Optionally set the working directory to which you would like to write the program output using the setwd command.
setwd("C:/MyFolder")
Execute the script. If using RStudio, you can either click the "Source" button or select all the text in the code editor and press Ctrl+Enter
The program will take several minutes to run. The last thing it does is write a CSV with detail info for all inmates to the working directory.
If you did not set the working directory, you can print its location in a character string by executing the command getwd() from the console.
This will need to be updated if the site changes
base.url <- "http://www.dpscs.state.md.us/inmate/"
This will need to be updated if the number of of query results displayed on a page changes.
npage <- 15
The MDOC Inmate Lookup uses 2 types of url based queries:
- name queries have 3 parameters: last name, first name, and start number
http://www.dpscs.state.md.us/inmate/search.do?searchType=name&lastnm=A&firstnm=&start=1
- detail queries use a unique ID for each inmate.
http://www.dpscs.state.md.us/inmate/search.do?searchType=detail&id=79172211
A query that returns multiple results will show a page with embedded links to the detail page for each inmate matched by the query.
The main program function is letter.contacts. It has has one argument, letter, which defines the last name value of the name type url query.
The program applies this function to each letter of the alphabet.
The function stores the number of results of each query, found by a regular expression match in the html text of the results page.
This number and the npage parameter are used to generate a sequence of start numbers, which can be specified in the url query to view a page of results for a query that returns many.
The text of each page of results is read and the embedded urls are stored.

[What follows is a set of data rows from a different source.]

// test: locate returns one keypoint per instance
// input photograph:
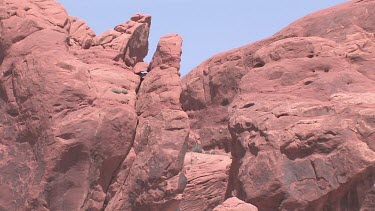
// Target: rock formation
(70, 132)
(234, 204)
(83, 127)
(300, 109)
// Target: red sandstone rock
(67, 115)
(80, 131)
(234, 204)
(207, 176)
(302, 137)
(155, 181)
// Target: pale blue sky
(208, 27)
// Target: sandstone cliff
(286, 123)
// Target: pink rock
(140, 67)
(293, 102)
(155, 181)
(207, 176)
(234, 204)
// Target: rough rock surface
(234, 204)
(68, 116)
(83, 128)
(207, 176)
(155, 181)
(300, 112)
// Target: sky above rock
(208, 27)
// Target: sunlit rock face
(286, 123)
(300, 112)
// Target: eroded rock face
(207, 176)
(234, 204)
(81, 130)
(155, 181)
(301, 128)
(67, 115)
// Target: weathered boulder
(67, 114)
(207, 179)
(155, 181)
(234, 204)
(129, 39)
(300, 112)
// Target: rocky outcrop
(207, 177)
(155, 181)
(234, 204)
(86, 124)
(299, 112)
(67, 114)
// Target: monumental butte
(286, 123)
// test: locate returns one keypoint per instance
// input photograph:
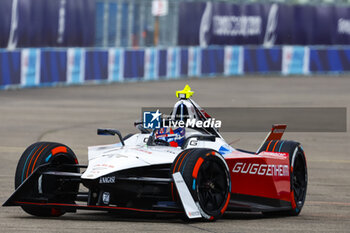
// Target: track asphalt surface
(70, 115)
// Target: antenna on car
(186, 93)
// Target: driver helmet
(175, 137)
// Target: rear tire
(298, 173)
(207, 177)
(41, 153)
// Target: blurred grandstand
(135, 23)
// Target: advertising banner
(115, 65)
(53, 67)
(194, 61)
(10, 68)
(96, 65)
(30, 67)
(212, 61)
(233, 60)
(225, 23)
(330, 60)
(134, 65)
(75, 65)
(151, 63)
(295, 60)
(173, 62)
(162, 63)
(43, 23)
(262, 60)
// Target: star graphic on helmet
(156, 115)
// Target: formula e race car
(187, 170)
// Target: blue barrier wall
(36, 67)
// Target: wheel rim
(299, 179)
(212, 185)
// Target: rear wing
(276, 133)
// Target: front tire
(41, 153)
(207, 177)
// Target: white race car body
(106, 159)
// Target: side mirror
(111, 132)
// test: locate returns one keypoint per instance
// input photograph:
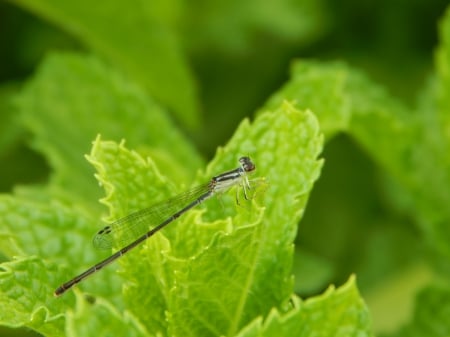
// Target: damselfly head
(247, 164)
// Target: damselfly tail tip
(58, 292)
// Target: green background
(376, 74)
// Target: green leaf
(73, 98)
(192, 266)
(337, 312)
(411, 147)
(102, 317)
(246, 272)
(432, 309)
(53, 231)
(133, 36)
(231, 26)
(26, 287)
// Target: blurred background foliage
(227, 58)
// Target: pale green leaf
(430, 318)
(26, 296)
(99, 316)
(337, 312)
(246, 272)
(73, 98)
(132, 36)
(53, 231)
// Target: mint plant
(222, 269)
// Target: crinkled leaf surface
(133, 36)
(100, 316)
(337, 312)
(244, 261)
(410, 146)
(26, 286)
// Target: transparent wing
(127, 229)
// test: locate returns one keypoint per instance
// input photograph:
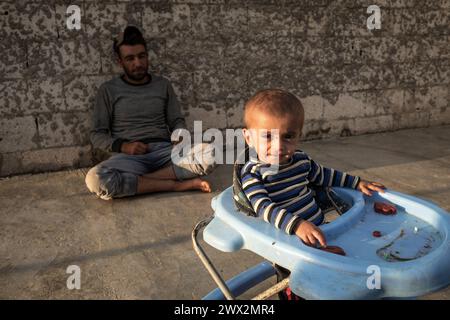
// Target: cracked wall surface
(217, 53)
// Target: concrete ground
(140, 248)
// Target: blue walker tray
(412, 256)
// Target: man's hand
(366, 186)
(134, 148)
(310, 234)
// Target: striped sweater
(282, 197)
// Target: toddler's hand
(310, 233)
(366, 186)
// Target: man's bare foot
(193, 184)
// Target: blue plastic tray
(412, 255)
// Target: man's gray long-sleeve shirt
(126, 112)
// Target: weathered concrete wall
(217, 53)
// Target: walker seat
(408, 255)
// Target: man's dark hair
(130, 36)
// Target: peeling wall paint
(217, 53)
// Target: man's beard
(136, 76)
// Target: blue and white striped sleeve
(264, 207)
(323, 176)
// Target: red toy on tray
(384, 208)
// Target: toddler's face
(274, 138)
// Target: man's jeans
(118, 176)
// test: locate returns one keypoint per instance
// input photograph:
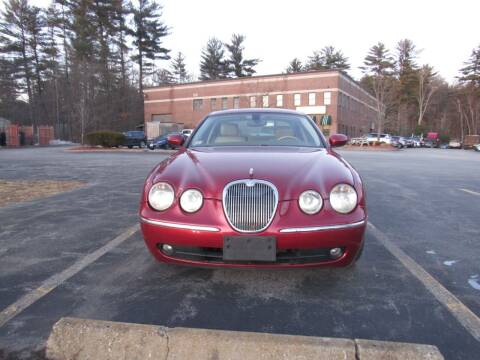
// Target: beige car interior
(229, 133)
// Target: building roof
(256, 110)
(201, 82)
(4, 122)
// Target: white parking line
(54, 281)
(462, 313)
(470, 192)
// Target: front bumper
(200, 245)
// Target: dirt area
(370, 148)
(101, 149)
(21, 190)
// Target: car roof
(256, 110)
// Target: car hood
(291, 170)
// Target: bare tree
(428, 84)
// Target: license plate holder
(250, 248)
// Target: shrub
(105, 138)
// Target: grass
(12, 192)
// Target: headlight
(161, 196)
(310, 202)
(191, 200)
(343, 198)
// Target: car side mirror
(175, 140)
(337, 140)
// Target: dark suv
(135, 138)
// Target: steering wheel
(288, 137)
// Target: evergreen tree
(407, 70)
(328, 59)
(379, 68)
(471, 71)
(315, 62)
(14, 39)
(236, 64)
(148, 33)
(333, 59)
(294, 66)
(179, 69)
(213, 65)
(36, 40)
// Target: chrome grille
(250, 204)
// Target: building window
(297, 99)
(197, 104)
(279, 100)
(265, 100)
(327, 98)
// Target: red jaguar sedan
(255, 188)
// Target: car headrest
(229, 130)
(281, 131)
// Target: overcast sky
(277, 31)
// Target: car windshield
(257, 129)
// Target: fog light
(335, 253)
(167, 249)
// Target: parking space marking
(462, 313)
(54, 281)
(470, 192)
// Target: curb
(80, 339)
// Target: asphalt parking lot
(424, 201)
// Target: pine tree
(179, 69)
(407, 70)
(333, 59)
(14, 39)
(315, 62)
(213, 65)
(471, 71)
(328, 59)
(295, 66)
(236, 64)
(148, 33)
(379, 68)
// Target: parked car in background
(187, 132)
(398, 142)
(470, 141)
(428, 143)
(454, 144)
(417, 141)
(135, 138)
(160, 142)
(384, 138)
(409, 142)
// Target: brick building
(333, 99)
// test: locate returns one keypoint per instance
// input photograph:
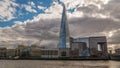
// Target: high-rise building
(64, 40)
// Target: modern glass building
(64, 41)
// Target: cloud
(8, 9)
(29, 8)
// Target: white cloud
(28, 8)
(7, 11)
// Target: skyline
(39, 18)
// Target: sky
(37, 22)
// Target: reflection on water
(58, 64)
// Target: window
(100, 46)
(63, 53)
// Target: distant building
(49, 53)
(3, 52)
(35, 51)
(95, 46)
(22, 51)
(11, 53)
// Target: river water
(58, 64)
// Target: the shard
(64, 41)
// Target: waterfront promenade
(58, 64)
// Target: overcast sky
(38, 21)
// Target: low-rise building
(49, 53)
(35, 51)
(117, 51)
(3, 52)
(11, 53)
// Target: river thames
(58, 64)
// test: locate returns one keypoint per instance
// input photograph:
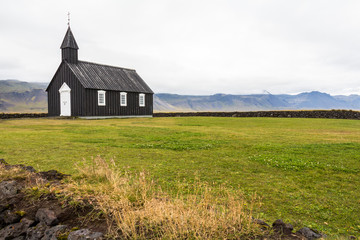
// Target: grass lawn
(306, 171)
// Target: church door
(65, 100)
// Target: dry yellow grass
(136, 208)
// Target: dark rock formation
(84, 234)
(334, 114)
(283, 228)
(46, 216)
(309, 233)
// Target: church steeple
(69, 48)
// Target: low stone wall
(335, 114)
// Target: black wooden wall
(84, 102)
(113, 108)
(62, 75)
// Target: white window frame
(100, 92)
(123, 104)
(142, 96)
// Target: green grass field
(307, 171)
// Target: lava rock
(309, 233)
(84, 234)
(16, 230)
(3, 207)
(36, 232)
(280, 227)
(262, 223)
(8, 189)
(46, 216)
(8, 217)
(3, 162)
(52, 233)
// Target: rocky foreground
(27, 213)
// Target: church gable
(96, 90)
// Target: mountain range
(17, 96)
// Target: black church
(93, 90)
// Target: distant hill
(17, 96)
(7, 86)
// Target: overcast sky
(192, 46)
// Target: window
(142, 100)
(123, 99)
(101, 98)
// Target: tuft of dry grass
(137, 208)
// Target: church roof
(104, 77)
(69, 40)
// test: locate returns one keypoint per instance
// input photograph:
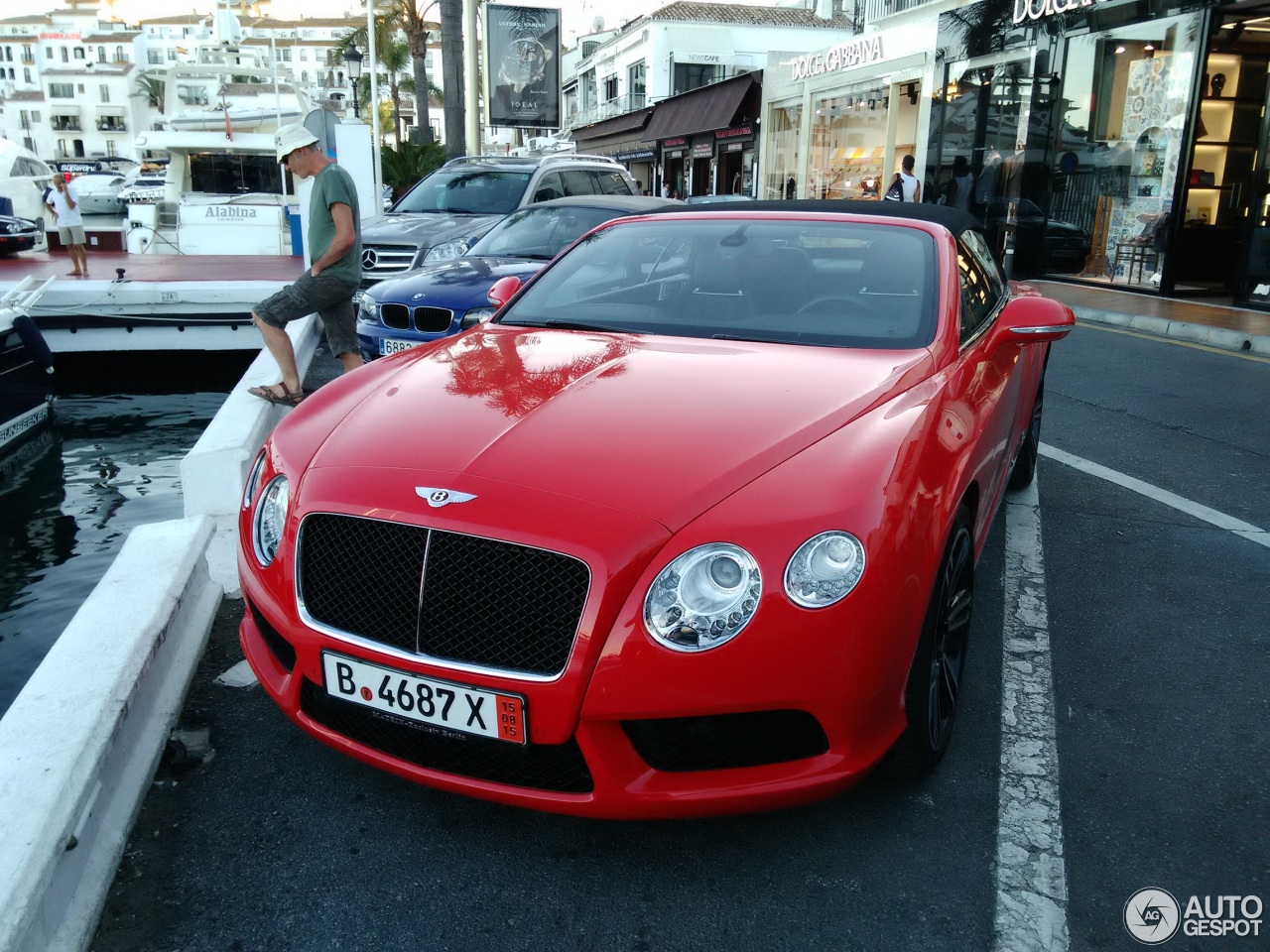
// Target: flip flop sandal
(286, 398)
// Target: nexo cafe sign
(1034, 10)
(843, 56)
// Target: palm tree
(408, 16)
(151, 89)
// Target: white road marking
(1161, 495)
(240, 675)
(1032, 876)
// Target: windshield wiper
(572, 325)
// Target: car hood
(426, 230)
(460, 281)
(658, 426)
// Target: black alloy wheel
(1024, 470)
(939, 664)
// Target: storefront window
(783, 128)
(848, 145)
(1121, 141)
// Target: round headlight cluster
(445, 250)
(703, 598)
(271, 520)
(825, 569)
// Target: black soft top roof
(952, 218)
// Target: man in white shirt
(64, 203)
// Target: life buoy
(33, 340)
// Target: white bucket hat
(291, 137)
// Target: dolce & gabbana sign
(860, 51)
(1040, 9)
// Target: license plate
(393, 347)
(426, 699)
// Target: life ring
(33, 340)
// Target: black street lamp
(353, 58)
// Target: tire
(1024, 470)
(939, 662)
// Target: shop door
(1252, 48)
(1224, 191)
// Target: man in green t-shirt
(329, 285)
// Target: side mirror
(504, 290)
(1033, 320)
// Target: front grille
(427, 320)
(397, 316)
(553, 767)
(388, 259)
(432, 320)
(443, 594)
(721, 742)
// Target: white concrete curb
(1220, 338)
(80, 744)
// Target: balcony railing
(606, 111)
(881, 9)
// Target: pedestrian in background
(329, 285)
(910, 181)
(64, 203)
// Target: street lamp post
(353, 58)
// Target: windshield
(541, 232)
(466, 191)
(792, 282)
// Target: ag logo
(439, 498)
(1152, 915)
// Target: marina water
(71, 494)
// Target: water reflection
(70, 497)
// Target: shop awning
(627, 122)
(698, 111)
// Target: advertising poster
(524, 66)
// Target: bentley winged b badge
(439, 498)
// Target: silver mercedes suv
(444, 214)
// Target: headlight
(253, 481)
(825, 569)
(702, 598)
(476, 315)
(445, 250)
(271, 518)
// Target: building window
(691, 75)
(635, 79)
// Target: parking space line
(1161, 495)
(1032, 875)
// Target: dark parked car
(18, 234)
(447, 211)
(1042, 244)
(440, 299)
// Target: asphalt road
(1159, 649)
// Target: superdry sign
(1040, 9)
(843, 56)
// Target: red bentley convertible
(689, 527)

A connection is opened for each of these urls and the html text is read and parsed to get inmate detail info. The parsing section uses line numbers of html text. These will need to be changed if the structure of the detail page template changes. It may be a good idea to go ahead and change the parsing section to use regular expression matches instead.
Some inmates have duplicate records (on all fields). These are removed.